Elon Musk's latest product — an electric Tesla semi-truck, which he has said he will introduce in September — is less outlandish than some have suggested, according to a leading battery researcher.
Why it matters: Musk threatens to upend the truck-making industry, as he has with electric cars — an analyst with Piper Jeffray this week downgraded and otherwise re-contemplated his ratings on a few makers of conventional semi-trucks in light of the coming Tesla model. In addition, semi-trucks are responsible for an estimated 20% of U.S. carbon emissions in the transportation sector.
Gerbrand Ceder, a materials scientist at Cal Berkeley, says in a back-of-the-envelope calculation that a battery capable of powering a long-haul semi-truck for 500 miles on a single charge would cost roughly $70,000 and weigh around three tons. If fast-charging standards are upgraded to account for the trucks, an hour could replenish about 300 miles of range, he said. Fuel savings could pay it off in fewer than five years.
"Math seems to work out. So not as crazy as people claim," Ceder said in an email exchange. He added, "But it really requires a serious charging network along the interstates."
Here is the breakdown: The lithium-ion battery in an electric Tesla S weighs about 1,200 pounds, a quarter of the car's 5,000-pound total. But, according to one estimate, the battery in an average 40-ton American semi-truck would have to weigh 23 tons. Consequently, Siemens has suggested powering such a vehicle with overhead wires, not batteries.

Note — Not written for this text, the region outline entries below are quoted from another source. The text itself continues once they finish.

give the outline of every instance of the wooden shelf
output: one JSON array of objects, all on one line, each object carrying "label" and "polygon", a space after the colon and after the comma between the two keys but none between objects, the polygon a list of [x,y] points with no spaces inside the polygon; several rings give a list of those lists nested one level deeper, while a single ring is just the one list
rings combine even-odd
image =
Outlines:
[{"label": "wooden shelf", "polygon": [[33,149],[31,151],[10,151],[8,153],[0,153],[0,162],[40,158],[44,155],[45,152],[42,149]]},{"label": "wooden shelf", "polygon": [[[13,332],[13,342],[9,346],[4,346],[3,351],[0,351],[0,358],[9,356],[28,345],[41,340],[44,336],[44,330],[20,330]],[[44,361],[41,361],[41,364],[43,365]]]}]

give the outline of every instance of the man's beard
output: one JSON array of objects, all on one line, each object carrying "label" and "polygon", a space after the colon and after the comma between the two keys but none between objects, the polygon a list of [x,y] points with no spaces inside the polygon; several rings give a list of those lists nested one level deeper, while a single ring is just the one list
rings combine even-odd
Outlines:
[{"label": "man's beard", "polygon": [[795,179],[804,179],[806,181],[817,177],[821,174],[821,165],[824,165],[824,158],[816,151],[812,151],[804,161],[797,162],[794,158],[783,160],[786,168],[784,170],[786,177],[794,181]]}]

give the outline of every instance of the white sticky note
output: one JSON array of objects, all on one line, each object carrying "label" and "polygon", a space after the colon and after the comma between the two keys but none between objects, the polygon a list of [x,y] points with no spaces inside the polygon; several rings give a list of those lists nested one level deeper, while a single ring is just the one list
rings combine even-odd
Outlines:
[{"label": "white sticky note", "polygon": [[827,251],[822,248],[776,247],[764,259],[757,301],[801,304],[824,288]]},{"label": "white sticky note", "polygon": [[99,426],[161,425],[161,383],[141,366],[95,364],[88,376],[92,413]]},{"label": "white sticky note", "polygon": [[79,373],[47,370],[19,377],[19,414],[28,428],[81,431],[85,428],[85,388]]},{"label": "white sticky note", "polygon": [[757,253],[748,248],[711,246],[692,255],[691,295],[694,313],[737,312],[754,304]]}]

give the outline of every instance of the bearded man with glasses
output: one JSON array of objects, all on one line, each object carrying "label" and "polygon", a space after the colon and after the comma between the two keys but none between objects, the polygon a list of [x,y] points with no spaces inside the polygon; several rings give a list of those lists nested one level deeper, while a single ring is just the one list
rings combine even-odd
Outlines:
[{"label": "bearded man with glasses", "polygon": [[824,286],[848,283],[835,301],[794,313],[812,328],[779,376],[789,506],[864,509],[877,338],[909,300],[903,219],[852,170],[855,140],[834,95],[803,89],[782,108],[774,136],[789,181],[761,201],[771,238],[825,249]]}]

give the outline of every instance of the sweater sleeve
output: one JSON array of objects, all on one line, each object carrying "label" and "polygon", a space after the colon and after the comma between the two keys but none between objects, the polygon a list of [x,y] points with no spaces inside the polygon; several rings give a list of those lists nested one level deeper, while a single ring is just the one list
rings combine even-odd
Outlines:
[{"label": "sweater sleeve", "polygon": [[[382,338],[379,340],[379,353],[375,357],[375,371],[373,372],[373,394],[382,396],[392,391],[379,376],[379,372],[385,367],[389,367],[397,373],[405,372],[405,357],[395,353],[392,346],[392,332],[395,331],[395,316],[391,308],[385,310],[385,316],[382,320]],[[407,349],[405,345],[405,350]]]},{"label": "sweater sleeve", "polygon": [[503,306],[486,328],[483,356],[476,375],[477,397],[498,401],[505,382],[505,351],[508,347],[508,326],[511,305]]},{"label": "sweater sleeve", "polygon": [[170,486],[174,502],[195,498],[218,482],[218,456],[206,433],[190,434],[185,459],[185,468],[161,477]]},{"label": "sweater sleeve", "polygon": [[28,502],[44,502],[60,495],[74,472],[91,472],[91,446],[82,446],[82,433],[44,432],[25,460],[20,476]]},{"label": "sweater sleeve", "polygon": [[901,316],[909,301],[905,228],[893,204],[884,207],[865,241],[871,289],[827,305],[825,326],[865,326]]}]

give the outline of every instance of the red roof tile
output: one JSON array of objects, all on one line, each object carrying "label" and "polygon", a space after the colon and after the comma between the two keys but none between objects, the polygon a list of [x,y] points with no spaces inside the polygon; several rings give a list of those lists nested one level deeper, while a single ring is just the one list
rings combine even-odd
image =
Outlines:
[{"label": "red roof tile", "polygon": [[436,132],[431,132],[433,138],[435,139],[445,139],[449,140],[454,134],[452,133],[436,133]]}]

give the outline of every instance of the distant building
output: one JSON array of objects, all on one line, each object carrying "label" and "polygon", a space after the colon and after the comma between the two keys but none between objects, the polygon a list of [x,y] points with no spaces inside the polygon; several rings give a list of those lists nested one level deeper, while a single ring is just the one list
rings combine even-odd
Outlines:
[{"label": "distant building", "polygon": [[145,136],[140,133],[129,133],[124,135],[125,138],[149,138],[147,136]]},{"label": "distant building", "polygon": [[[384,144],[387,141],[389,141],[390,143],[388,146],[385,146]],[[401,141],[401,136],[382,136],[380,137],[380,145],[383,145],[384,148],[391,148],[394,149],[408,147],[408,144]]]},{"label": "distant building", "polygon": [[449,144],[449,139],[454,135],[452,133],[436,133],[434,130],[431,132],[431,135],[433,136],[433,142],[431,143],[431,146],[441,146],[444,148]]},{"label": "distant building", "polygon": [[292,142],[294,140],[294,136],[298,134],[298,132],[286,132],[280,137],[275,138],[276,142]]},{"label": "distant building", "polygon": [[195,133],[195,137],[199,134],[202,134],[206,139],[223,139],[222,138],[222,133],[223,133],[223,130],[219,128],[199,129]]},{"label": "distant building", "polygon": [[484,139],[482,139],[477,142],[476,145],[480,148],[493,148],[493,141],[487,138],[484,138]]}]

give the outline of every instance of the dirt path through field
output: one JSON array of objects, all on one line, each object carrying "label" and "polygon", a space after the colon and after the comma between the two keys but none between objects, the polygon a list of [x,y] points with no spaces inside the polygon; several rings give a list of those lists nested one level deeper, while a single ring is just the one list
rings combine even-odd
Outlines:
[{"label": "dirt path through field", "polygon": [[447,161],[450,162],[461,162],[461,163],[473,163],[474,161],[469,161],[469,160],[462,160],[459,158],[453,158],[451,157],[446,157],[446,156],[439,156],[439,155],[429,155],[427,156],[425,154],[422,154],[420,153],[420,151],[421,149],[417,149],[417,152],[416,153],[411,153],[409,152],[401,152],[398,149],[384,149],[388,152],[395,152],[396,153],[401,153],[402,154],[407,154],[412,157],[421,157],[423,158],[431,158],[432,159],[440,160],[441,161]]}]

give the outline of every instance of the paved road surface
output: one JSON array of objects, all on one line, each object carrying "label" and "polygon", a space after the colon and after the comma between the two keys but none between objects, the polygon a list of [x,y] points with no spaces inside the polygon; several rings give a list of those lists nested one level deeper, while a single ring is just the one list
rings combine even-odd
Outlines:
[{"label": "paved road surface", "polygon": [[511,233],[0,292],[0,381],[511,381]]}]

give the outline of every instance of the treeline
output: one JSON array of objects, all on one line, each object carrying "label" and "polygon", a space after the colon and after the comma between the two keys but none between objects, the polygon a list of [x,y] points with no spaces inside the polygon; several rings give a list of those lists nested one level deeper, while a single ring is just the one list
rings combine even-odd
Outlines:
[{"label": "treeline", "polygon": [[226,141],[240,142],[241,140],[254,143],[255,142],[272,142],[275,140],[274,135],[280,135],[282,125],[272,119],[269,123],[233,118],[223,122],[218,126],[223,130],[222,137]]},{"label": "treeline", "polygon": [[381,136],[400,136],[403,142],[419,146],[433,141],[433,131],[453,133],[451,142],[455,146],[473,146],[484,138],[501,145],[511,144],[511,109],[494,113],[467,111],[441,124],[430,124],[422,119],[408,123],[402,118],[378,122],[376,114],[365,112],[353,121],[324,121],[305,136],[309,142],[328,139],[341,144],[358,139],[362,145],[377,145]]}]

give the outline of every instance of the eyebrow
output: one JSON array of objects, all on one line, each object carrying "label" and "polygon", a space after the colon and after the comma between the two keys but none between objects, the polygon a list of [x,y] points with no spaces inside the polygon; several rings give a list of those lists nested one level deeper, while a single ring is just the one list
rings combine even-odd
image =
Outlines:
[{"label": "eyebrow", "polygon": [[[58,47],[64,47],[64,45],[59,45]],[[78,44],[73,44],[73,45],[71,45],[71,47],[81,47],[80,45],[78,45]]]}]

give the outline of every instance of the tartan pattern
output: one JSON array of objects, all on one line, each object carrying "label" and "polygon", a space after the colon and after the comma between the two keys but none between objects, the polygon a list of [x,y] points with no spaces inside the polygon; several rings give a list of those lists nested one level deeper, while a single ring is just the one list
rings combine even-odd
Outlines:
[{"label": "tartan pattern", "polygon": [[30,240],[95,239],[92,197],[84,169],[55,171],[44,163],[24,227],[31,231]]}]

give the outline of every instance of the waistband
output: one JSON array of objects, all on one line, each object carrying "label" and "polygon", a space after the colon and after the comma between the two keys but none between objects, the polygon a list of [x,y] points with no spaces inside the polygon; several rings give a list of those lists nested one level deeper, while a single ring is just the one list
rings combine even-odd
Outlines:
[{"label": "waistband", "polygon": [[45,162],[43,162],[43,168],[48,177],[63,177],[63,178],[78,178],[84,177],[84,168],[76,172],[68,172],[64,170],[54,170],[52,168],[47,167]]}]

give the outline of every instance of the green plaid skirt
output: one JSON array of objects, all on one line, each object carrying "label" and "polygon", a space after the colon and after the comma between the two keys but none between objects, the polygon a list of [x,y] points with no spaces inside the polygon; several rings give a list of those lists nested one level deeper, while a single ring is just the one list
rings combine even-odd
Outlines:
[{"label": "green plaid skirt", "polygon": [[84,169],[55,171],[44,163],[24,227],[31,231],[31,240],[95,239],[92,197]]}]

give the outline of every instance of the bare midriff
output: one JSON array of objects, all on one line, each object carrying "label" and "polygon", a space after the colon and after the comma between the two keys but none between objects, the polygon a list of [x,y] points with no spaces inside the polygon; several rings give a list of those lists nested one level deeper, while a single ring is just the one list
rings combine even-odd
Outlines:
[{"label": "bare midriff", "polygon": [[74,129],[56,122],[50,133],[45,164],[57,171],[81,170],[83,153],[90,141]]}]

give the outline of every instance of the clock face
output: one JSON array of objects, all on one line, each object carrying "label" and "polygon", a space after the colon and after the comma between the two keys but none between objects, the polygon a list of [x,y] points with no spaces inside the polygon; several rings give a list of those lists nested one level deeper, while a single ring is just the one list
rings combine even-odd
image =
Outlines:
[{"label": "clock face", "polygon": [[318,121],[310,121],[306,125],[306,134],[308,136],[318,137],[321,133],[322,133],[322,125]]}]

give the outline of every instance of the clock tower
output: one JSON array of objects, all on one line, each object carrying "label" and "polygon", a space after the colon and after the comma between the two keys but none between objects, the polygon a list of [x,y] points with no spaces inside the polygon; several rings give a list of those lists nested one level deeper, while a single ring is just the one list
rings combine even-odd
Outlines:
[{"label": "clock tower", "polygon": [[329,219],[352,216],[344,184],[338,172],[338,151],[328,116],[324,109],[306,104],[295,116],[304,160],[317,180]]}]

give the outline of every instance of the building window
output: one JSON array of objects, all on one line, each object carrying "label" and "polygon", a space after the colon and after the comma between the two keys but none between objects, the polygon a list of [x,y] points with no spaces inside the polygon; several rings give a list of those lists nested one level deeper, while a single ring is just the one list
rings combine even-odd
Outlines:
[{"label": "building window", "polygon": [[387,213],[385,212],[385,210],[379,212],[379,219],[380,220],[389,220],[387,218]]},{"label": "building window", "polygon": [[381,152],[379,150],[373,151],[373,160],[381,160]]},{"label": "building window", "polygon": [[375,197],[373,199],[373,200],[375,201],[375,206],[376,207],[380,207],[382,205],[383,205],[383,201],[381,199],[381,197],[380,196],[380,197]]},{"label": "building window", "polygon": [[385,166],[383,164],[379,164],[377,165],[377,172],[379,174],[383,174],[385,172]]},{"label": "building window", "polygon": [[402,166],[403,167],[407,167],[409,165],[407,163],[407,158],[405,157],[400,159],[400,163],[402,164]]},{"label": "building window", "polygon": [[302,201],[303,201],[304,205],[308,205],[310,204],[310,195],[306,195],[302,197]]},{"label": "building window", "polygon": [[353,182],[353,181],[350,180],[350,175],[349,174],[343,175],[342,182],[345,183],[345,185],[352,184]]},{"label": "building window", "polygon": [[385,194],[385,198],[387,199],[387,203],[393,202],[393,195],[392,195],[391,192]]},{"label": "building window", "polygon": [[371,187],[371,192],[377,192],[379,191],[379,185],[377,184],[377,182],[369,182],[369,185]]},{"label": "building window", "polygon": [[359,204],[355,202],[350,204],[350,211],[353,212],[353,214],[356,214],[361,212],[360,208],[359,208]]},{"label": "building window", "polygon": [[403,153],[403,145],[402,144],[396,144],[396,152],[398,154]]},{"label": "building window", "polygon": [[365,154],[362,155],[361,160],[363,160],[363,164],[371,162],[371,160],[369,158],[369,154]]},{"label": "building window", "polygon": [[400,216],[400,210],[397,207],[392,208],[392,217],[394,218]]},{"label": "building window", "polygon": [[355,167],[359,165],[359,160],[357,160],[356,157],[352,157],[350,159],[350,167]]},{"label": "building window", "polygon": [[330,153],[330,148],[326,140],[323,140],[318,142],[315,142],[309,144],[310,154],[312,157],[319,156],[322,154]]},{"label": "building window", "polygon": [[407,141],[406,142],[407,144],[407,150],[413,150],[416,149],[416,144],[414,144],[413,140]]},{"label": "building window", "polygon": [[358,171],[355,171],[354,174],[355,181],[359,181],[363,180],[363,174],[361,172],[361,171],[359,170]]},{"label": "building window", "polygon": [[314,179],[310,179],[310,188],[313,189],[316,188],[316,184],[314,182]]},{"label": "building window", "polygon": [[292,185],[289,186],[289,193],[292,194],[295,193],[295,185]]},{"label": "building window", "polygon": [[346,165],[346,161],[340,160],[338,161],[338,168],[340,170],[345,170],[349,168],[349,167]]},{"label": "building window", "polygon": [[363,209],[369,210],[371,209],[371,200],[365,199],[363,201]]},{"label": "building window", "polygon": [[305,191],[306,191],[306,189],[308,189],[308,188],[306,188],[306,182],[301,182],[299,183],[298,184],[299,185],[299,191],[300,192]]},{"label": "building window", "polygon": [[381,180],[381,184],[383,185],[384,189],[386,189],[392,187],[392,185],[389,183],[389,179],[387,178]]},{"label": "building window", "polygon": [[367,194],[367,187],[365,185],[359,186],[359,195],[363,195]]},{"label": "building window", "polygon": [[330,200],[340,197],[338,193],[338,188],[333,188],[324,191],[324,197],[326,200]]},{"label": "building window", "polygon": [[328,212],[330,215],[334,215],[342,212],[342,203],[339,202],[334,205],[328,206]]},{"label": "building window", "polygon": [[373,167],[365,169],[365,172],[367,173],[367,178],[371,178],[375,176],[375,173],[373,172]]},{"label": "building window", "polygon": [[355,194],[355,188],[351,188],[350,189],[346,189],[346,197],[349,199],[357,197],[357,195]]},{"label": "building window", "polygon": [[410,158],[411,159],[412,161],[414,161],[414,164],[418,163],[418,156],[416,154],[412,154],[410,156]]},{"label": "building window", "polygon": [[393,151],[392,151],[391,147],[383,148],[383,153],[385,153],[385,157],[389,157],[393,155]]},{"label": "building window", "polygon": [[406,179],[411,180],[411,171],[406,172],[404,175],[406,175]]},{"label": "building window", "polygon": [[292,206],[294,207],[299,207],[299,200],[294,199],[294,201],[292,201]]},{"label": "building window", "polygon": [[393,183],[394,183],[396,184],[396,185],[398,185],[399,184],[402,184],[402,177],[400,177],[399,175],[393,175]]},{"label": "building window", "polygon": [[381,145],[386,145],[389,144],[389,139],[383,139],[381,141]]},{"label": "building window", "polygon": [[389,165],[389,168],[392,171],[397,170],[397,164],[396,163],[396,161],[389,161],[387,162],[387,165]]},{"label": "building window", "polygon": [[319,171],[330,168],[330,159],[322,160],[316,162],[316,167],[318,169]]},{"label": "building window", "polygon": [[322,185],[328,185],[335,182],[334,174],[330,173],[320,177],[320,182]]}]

I emailed Ceder, one of the country's leading battery materials experts, asking whether Musk could really be serious.
He started with an estimate of how much lithium-ion battery capacity would be required to power a truck a single mile. He figured that at 1 mile per kWh, meaning that a 500-mile driving range would require a 500 kWh battery (a basic Tesla S has a 60 kWh battery). (Note that Ceder went high with his mileage estimate, using 10 mpg, when the average truck gets only 6.5). "At 6 kg/kWh, that comes to three thousand kg for the pack," he said. "So three tons seems a reasonable and conservative estimate for this range."
But what would it cost? At the cell level, the cost of such batteries currently is about $120 per kWh, he figured, and could drop to $100. If there are about 70 cells in a battery pack, it would cost $70,000.
As for fuel savings: If a trucker drives 100,000 miles a year and pays about $2.50 a gallon for diesel, fuel costs for a conventional truck would be $25,000. The electrical equivalent for 100,000 miles is 100,000 kWh. At a possible wholesale price of 10 cents each, that would be $10,000 in charging costs, for a potential savings of $15,000 a year.